闫似锦终于叹了口气,打断我毫无意义的追问,道:“师姐,何必问些没趣的话?别忘了正经事。”
我仍在苦笑,那笑容仿若已刻在自己脸面上。闫似锦,我该如何告诉你,其实我很想在赤金珠得到之前,先弄明白几个问题。
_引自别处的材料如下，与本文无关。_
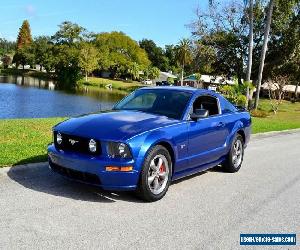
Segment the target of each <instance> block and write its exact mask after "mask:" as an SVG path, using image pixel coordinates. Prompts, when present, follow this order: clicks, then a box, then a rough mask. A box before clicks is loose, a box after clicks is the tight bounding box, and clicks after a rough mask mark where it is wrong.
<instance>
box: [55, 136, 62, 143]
mask: <svg viewBox="0 0 300 250" xmlns="http://www.w3.org/2000/svg"><path fill="white" fill-rule="evenodd" d="M56 142H57V144H58V145H60V144H61V143H62V135H61V134H60V133H57V135H56Z"/></svg>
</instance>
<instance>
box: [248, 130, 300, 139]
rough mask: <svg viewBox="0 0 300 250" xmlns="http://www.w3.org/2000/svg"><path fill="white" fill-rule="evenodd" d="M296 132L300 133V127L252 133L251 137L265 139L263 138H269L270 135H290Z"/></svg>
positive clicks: (252, 138)
mask: <svg viewBox="0 0 300 250" xmlns="http://www.w3.org/2000/svg"><path fill="white" fill-rule="evenodd" d="M294 133H300V128H295V129H287V130H281V131H270V132H264V133H257V134H252V135H251V139H263V138H269V137H274V136H280V135H290V134H294ZM251 139H250V140H251Z"/></svg>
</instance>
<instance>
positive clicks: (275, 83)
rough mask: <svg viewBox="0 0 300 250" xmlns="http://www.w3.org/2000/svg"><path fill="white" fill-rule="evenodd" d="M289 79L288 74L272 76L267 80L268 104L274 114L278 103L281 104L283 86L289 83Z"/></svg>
mask: <svg viewBox="0 0 300 250" xmlns="http://www.w3.org/2000/svg"><path fill="white" fill-rule="evenodd" d="M289 81H290V80H289V77H288V76H276V77H274V80H271V79H269V80H268V81H267V84H268V90H269V99H270V104H271V107H272V110H273V112H274V114H276V113H277V111H278V109H279V105H280V104H281V102H282V100H283V98H284V94H285V89H284V87H285V86H286V85H287V84H288V83H289Z"/></svg>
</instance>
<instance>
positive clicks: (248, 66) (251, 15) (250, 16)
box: [246, 0, 253, 107]
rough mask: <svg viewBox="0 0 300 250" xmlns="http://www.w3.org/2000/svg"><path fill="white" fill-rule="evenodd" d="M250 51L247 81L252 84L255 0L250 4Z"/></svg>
mask: <svg viewBox="0 0 300 250" xmlns="http://www.w3.org/2000/svg"><path fill="white" fill-rule="evenodd" d="M249 11H250V12H249V51H248V65H247V73H246V81H247V82H248V83H250V81H251V70H252V54H253V0H250V2H249ZM246 98H247V106H248V107H249V101H250V88H249V86H248V87H247V93H246Z"/></svg>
可闫似锦毕竟年纪比我小太多,平日介倒是装得挺老成,如今竟沉不住气。也不等我说何,只手里柳条枝一抖,说来也奇,那本软兮兮的树枝居然就被他抖得似剑一般。
“有多少话,都等把她抓回栖霞山再问吧。”
他又一抖手腕子,那柳条剑嗖嗖嗖抖出一片翠绿剑花。却倒也不动,只等着苏姚先出手。
苏姚冷笑一声,“以为栖霞派的人多不同,原来也是一群伪君子。说那么多废话干吗?不过为了我的赤金珠!”言罢身子凭空跃起,细腰在半空中一扭,手一翻,手里已多了条鞭子。
软鞭对上柳条剑,却不知这回谁胜谁负?!
闫似锦仍旧不动,而苏姚手持软鞭,凌空跃过我直奔闫似锦去。我一瞧,这算何?咱不是君子动口不动手么?怎么就说着说着要动手?
眼瞧着一场恶战在所难免,我居然脑残的在二人就要交手之前大喝一声,“停!”
果然便都止住。
也亏得苏姚好身手!那妖娆身段硬生生在半空中来个急刹车,定住。而闫似锦也全程纹丝不动,看来年纪虽小,心里却还是很强大。
二人皆齐刷刷瞧向我。我只好摊手。
“都听我说两句。”
二人皆皱起眉头,有点无奈。
我朝闫似锦勾手,那小子不动,我只好走过去凑到他耳边,悄声道:“有没有人告诉你,这些内丹啊真元珠之类的东西都是自愿现出来的才有用,你说你们交手,刀剑无眼,到时万一你不小心伤到她,她狠心来了个玉石俱焚毁了赤金珠,咱不啥都空了。其实师姐和她说那些废话只是心里已有个打算。”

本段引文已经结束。